Modi’s visits to Ghana, Namibia and Trinidad and Tobago, will be his first. The last Indian Prime Minister to visit Accra was Narasimha Rao in November 1995. President Pranab Mukherjee did a state visit to Namibia in 2016, however, no Indian Prime Minister has visited the African nation yet.

India had been one of the earliest nations to raise the question over the independence of Namibia at the United Nations in 1946. The Southwest Africa’s People Organisation (SWAPO), which led Namibia’s independence movement, opened its first foreign mission in India in 1986. After Windhoek won its independence in 1990, India upgraded its mission in Namibia to that of a High Commission.

The last visit to Port of Spain by an Indian PM was by Manmohan Singh in 2009. The President of Trinidad and Tobago Christine Carla Kangaloo virtually addressed India’s Pravasi Bharatiya Diwas earlier this year. Kangaloo was slated to travel to Bhubaneshwar, but was unable to do so.

With Brazil and Argentina, India maintains a strategic partnership.

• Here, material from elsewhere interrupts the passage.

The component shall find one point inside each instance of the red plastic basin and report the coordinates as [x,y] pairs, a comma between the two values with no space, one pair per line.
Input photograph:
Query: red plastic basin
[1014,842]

Brazil and India are founding members of BRICS and have maintained a strong partnership across a number of areas, including supporting their respective bids for permanent membership to the United Nations Security Council (UNSC).

Modi last visited Argentina in 2018 for the G20 leaders’ summit in November 2018. Milei, the ultraconservative President, assumed power in 2023 and has attempted to resuscitate its economy and rein in its inflation, pushing for closer trade with the US.

While Modi’s attendance at the BRICS summit will see a number of bilateral meetings with various leaders, the one meeting which is not expected is with President Xi Jinping of China. The Chinese President is unlikely to attend the summit, according to reports.